Keil, que entrou para sócio do SNA em 3 de Março de Março de 1938, desde cedo começou a participar activamente na actividade associativa, tendo figurado como 1º vogal na Direcção eleita em 11 de Janeiro de 1941, presidida por Pardal Monteiro. No ano seguinte, em nova Direcção, ainda encabeçada por este último e eleita em 23 de Janeiro de 1942, desempenha o cargo de tesoureiro, sendo secretário Cottinelli Telmo, mais tarde eleito Presidente e que antecede Keil neste cargo.
Em 9 de Março de 1948 é Keil do Amaral eleito Presidente, à frente de uma Direcção composta ainda por Inácio Peres Fernandes como secretário, Dario Silva Vieira como tesoureiro e João Simões como vogal, figurando Pardal Monteiro como Presidente da Assembleia Geral, que tinha como secretários Leonardo de Castro Freire e Luís Américo Xavier.
O Congresso de 1948
É assim que no 1º Congresso Nacional de Arquitectura realizado em 48, Keil era já o Presidente eleito do SNA, aguardando homologação governamental.

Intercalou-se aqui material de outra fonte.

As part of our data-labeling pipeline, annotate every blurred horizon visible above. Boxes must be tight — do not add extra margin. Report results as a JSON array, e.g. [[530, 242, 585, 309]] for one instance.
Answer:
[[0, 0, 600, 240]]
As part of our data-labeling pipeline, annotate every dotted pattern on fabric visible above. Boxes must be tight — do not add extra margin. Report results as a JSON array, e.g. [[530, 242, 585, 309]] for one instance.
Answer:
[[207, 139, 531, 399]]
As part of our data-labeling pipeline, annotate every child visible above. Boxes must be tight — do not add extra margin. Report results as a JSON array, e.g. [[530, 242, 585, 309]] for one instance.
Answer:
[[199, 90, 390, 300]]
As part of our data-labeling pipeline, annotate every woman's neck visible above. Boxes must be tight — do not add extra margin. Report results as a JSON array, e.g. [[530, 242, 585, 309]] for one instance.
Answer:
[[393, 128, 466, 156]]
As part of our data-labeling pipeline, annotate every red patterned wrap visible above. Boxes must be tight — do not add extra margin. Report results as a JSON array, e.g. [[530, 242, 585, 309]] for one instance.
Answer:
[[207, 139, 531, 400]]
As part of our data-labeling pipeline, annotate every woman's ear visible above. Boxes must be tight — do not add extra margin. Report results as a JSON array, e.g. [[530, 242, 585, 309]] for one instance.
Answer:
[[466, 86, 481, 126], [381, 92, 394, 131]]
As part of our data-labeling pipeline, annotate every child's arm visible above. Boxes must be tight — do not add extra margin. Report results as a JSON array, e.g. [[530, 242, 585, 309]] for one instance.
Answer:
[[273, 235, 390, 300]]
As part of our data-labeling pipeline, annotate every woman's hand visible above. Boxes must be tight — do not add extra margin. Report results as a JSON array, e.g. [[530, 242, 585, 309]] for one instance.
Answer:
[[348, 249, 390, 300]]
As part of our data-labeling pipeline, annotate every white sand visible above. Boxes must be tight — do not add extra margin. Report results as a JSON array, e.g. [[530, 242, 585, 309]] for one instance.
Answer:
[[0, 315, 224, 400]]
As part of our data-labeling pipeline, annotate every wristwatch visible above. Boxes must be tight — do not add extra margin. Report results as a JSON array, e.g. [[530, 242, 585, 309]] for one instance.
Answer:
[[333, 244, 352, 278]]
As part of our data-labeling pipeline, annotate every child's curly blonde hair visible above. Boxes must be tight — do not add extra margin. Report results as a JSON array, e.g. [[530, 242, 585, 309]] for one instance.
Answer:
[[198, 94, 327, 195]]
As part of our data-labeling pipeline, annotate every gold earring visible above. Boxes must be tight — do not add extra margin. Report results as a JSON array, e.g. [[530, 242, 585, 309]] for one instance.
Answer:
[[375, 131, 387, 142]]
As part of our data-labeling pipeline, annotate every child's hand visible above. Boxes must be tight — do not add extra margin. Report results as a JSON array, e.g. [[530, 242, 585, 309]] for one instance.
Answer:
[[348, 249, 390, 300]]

Tratava-se de uma iniciativa do Governo, juntamente com o de Engenharia, destinado a glorificar a política de Obras Públicas, que eram o tema de uma retumbante exposição. Foi simbolicamente aberto a 28 de Maio, no aniversário da chamada “Revolução Nacional”. Este Congresso, ainda presidido por Cottinelli Telmo, foi da maior relevância para a Arquitectura em Portugal. No ano anterior tinha sido criada em Lisboa a ICAT (Iniciativas Culturais Arte e Técnica) , e em 1948 no Porto a ODAM (Organização dos Arquitectos Modernos), ambas sob o impulso de uma nova geração combativa e onde predominava uma orientação política oposta à do regime. Foi assim que a profissão, aumentada em quantidade e dinamismo com um grande número de sócios jovens, tomou consciência no Congresso das peias que se punham à actividade dos arquitectos, mercê de figurinos impostos pelo regime no quadro de uma arquitectura dita nacional e portuguesa, e tomou conta dos seus destinos.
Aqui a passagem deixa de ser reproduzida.